RF status predicted responses to rituximab but not to anti-TNFs, with a mean change of 2.14 for RF-positive patients and 0.98 for RF-negative patients treated with rituximab after 6 months.

Combining RF and ACPA status showed significant effects with regards to response to rituximab – 80% of never but only 22% of current smokers responded to treatment at 6 month if they were positive for both RF and ACPA

"Smoking and rheumatoid factor/ACPA status had an additive effect on DAS28 responses," Dr. Khan reported. Of 55 never smokers, 46 were RF/ACPA positive and nine were negative and almost all (98%) were NICE responders, with the mean fall in DAS28 score of 2.77.

Strikingly different results were seen for current smokers, however, with 50% of RF-positive patients responding, compared with 3% of RF-negative patients. Previous smokers showed intermediate response rates between those of current and never smokers.

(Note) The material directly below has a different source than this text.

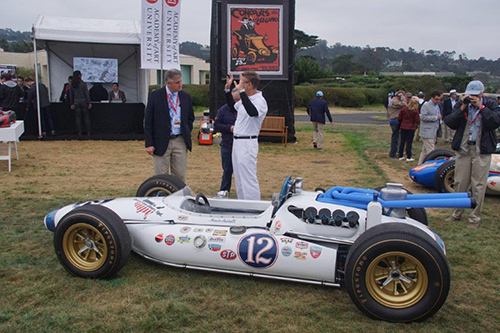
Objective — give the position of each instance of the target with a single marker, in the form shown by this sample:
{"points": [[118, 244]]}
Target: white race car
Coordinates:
{"points": [[393, 266]]}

Aside from the other well-documented health risks of smoking – including an increased risk of cardiovascular and pulmonary complications such as chronic obstructive pulmonary disease and lung cancer – these data suggest that patients with RA would do well to give up smoking if they currently smoke.

Indeed, in a press statement, Dr. Scott, professor of rheumatology at King’s College in London, suggested that "these findings show what a dramatic effect modifying your lifestyle, such as giving up smoking, can have on treatment outcomes."

Dr. Khan noted that they also raise an ethical dilemma for clinicians. "The balance of evidence suggests that biologics are unlikely to be cost effective in RA patients who continue to smoke.

"This observation creates a complex ethical dilemma which needs to be addressed."

Dr. Khan and Dr. Scott had no financial disclosures.